Venezuelan footballer (born 1977)

Carlos García Becerra (born 9 September 1977) is a former Venezuelan professional footballer who played as a forward.

==Career==
García was born in Caracas, the son of two Galician emigrants from the province of La Coruña. He began his career in Spanish football in the ranks of Deportivo de La Coruña and his performances soon led to him opportunities in the first team, with whom he played seven games, scoring a goal on his debut. Things did not end up going well for him and he remained for two more seasons in the reserve team.

In the following two seasons, he played for Gimnástica de Torrelavega, Pájara Playas, and Amurrio, all in the Second Division. He returned to Deportivo's reserve team in the 2002–03 season. They finished second in their group, failed to gain promotion, and he eventually left the club.

Garcia was close to signing for Scottish side Livingston in June 2003, but the deal was not finalised.

He returned to play in the Second Division B , this time with Ourense and Burgos, where he scored 9 and 17 goals respectively. These successful personal campaigns earned him a move to one of the strongest teams in the division, Alicante.

Garcia never fully exploded onto the scene at the Valencian club and decided to sign for Palencia.
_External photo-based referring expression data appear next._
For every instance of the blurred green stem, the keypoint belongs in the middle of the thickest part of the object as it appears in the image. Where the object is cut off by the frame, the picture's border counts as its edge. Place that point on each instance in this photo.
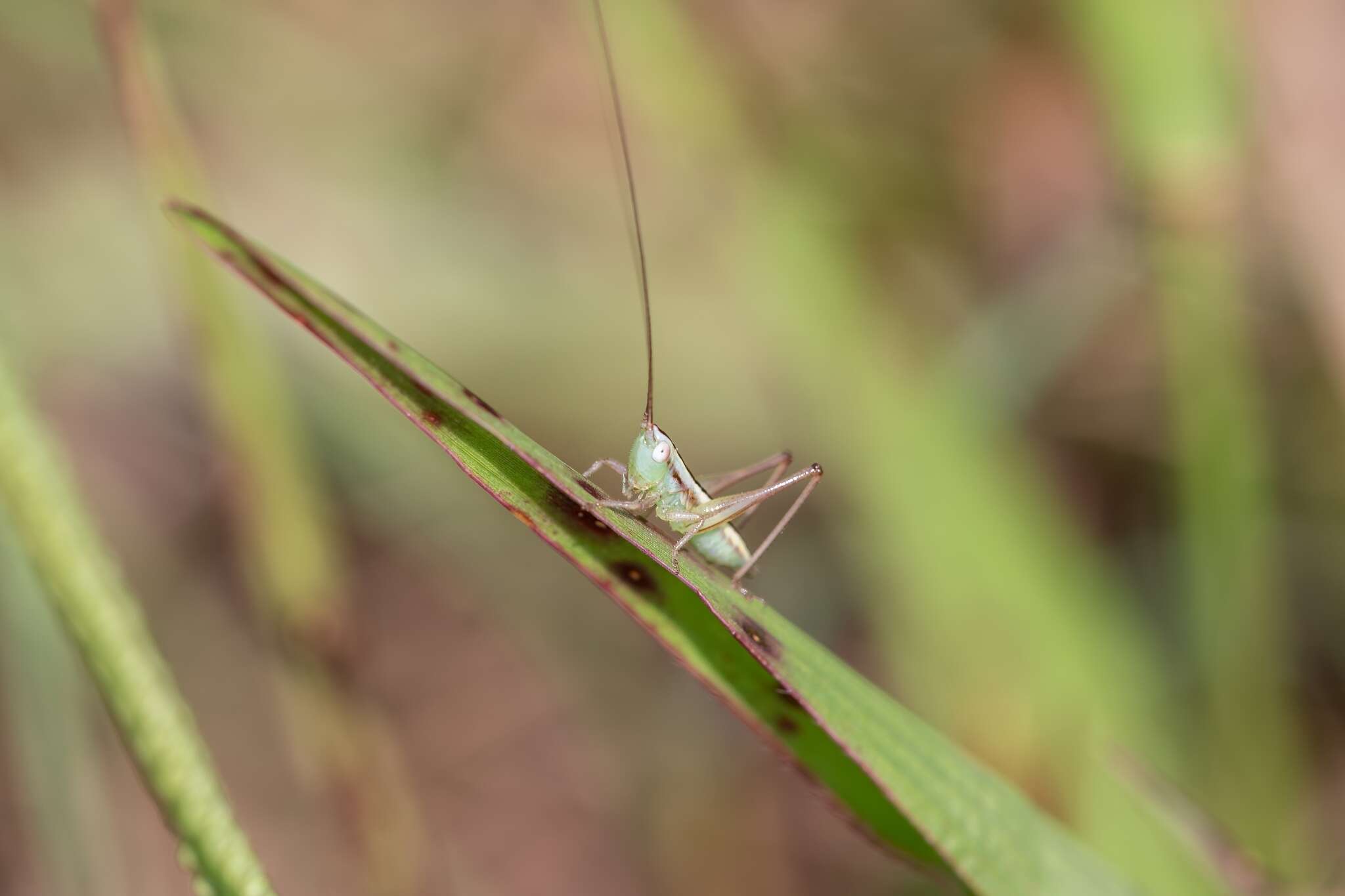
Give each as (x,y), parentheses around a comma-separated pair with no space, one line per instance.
(287,545)
(55,742)
(109,631)
(1173,96)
He played for them for three and a half seasons, experiencing a playoff for promotion to the Second Division, a relegation to the Third Division and a promotion to Second Division again. He became one of the most beloved players by the fans and left the club for work reasons "with the team where I took him, in Second Division B ", as he himself said on the day of his farewell.

He moved to Cantabria and played for Third Division teams such as Buelna and Rayo Cantabria, where he retired in the summer of 2012.